Certamente, a análise considerará o papel fundamental dos sindicatos, seja na condução das negociações coletivas, seja na atividade de mobilização e construção de pautas com a categoria. Também serão observadas as interações entre os sujeitos trabalhistas, em sua feição coletiva (institucionalizada no sindicato) e individual, na provocação e consequente mobilização das instituições públicas de regulação do trabalho (MTE, MPT, Justiça do Trabalho). Igualmente, os processos de resistência travados no âmbito do cotidiano das relações de trabalho, de forma individual ou coletiva, ainda que não angariados pelas instituições sindicais, foram colhidos das falas dos trabalhadores e das trabalhadoras entrevistados.

Todas essas ocorrências, que se sobrepõem no espaço-tempo, serão consideradas em sua potencialidade de interferir nas dinâmicas de regulação, ou, ao menos, tensioná-la, bem como em sua significação social e jurídica, consideradas as ideias de democracia e cidadania em face dos processos regulatórios.
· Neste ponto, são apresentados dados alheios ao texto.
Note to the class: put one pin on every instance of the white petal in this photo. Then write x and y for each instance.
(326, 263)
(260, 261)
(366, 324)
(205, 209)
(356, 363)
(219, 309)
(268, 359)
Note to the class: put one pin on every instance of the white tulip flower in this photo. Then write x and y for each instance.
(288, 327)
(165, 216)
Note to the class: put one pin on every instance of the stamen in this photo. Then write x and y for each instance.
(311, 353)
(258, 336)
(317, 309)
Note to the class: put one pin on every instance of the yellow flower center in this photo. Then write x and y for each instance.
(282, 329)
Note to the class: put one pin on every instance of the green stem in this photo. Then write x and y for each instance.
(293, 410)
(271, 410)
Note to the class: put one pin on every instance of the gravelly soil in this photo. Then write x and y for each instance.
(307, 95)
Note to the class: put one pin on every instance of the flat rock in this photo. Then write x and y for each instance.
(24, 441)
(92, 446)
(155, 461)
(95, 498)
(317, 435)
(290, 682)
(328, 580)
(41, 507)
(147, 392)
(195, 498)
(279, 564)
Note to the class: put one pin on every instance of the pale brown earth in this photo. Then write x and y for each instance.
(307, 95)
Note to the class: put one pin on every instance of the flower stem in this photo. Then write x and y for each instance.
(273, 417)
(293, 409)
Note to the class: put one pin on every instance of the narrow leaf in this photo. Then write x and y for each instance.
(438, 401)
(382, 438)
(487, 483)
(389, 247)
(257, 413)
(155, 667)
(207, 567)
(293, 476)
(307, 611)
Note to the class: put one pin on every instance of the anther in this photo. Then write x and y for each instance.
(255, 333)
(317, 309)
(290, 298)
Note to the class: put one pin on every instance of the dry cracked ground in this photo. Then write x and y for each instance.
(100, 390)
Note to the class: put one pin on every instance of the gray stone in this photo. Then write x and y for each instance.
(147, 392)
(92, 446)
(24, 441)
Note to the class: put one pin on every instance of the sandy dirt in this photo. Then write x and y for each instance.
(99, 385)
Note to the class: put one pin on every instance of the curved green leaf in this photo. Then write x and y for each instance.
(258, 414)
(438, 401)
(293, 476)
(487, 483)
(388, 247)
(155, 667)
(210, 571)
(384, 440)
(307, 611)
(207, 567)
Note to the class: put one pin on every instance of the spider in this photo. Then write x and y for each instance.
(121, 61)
Parte-se da premissa de que tais dinâmicas de resistência, embora tenham aptidão para contrapor a lógica da acumulação, o fazem em movimento contraditório ou ambíguo, eis que seus sujeitos estão inseridos e são forjados por processos de trabalho (e de convivência social) condicionantes de suas subjetividades388, de forma, aliás, mais intensa sob a égide do neoliberalismo que o que já ocorrera em outros ciclos do capitalismo.

Chega-se, pois, à intersecção entre a conformação subjetiva ao trabalho, decorrente das dinâmicas de precarização, cobrança excessiva e disciplina rígida nas quais se assentam a estratégia de gestão da empresa de matiz neoliberal, e o agir dos trabalhadores, individual ou coletivamente, em face delas.

Para construção dessa análise, as categorias estudadas no contexto das falas espontâneas dos trabalhadores nas entrevistas foram: as dinâmicas de solidariedade/cooperação no trabalho; os discursos de medo/insegurança/individualismo; as narrativas individuais de resistência; as narrativas coletivas de resistência; as relações com o sindicato; as percepções sobre direitos; e, por fim, as relações com as instituições públicas de regulação.

Em síntese, as sete categorias permitem que se avalie, num primeiro momento, a posição subjetiva de predisposição ao conformismo e/ou à construção conjunta e efetiva de resistências.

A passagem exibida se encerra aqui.